As of 2025, the act was partly in force in Great Britain.

== History ==
In 1690, the national Church of Scotland abolished the Bishops in the Church of Scotland due to their refusal to swear loyalty to King William II of Scotland and following the Glorious Revolution. The now-deposed bishops continued to minister and it led to the creation of the Scottish Episcopal Church. In the early 1700s, Scottish episcopal worship increased, usually relying on ordained priests from the Church of England. In 1709, Reverend James Greenshields was conducting a service in accordance with Church of England liturgy when he was arrested at the behest of the Church of Scotland's Presbytery of Edinburgh for "being within their bounds and without their allowance and introducing a form of worship contrary to the purity and uniformity of the church established by law". He was found guilty at Edinburgh Magistrates' court and lost an appeal to the Court of Session. He spent seven months in prison before being freed after a successful appeal to the House of Lords who ruled that he was acting legally.

Due to the ambiguity of their status under Scots law, the act was passed by the Parliament of Great Britain. The act affirmed that the Scottish Episcopal Church and any other worship carried out under Anglican liturgy were legal in Scotland. It also granted protection from criminal or civil actions brought by the Church of Scotland and prohibited any civil or criminal action being taken against any person who partook in episcopal worship, even if they had been excommunicated from the Church of Scotland. The act did however require Scottish Episcopalians to pray for the monarch during services.

== Subsequent developments ==
Section 3 as to form of oath of abjuration, namely from " I A, B, do truly " to end of the section, was repealed by section 1 of, and the schedule to, the Statute Law Revision Act 1867 (30 & 31 Vict. c. 59), which came into force on 15 July 1867.

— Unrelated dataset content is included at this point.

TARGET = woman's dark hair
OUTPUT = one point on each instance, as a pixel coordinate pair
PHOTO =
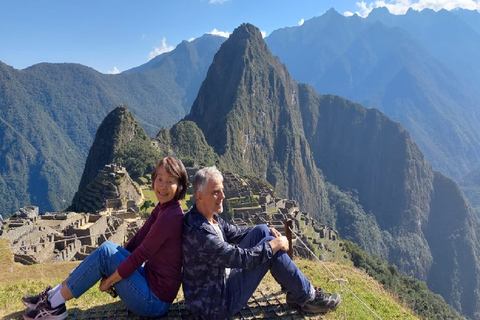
(175, 167)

Section 3 of the act was repealed by section 1 of, and part II of schedule one to, the Promissory Oaths Act 1871 (34 & 35 Vict. c. 48), which came into force on 13 July 1871.

Section 7 of the act was repealed by section 28(2) of, and schedule 3 to, the Marriage (Scotland) Act 1977, which came into force on 1 January 1978.

Sections 4 and 13 of the act were repealed by section 1(1) of, and part V of schedule 1 to, the Statute Law (Repeals) Act 1977, which came into force on 16 June 1977.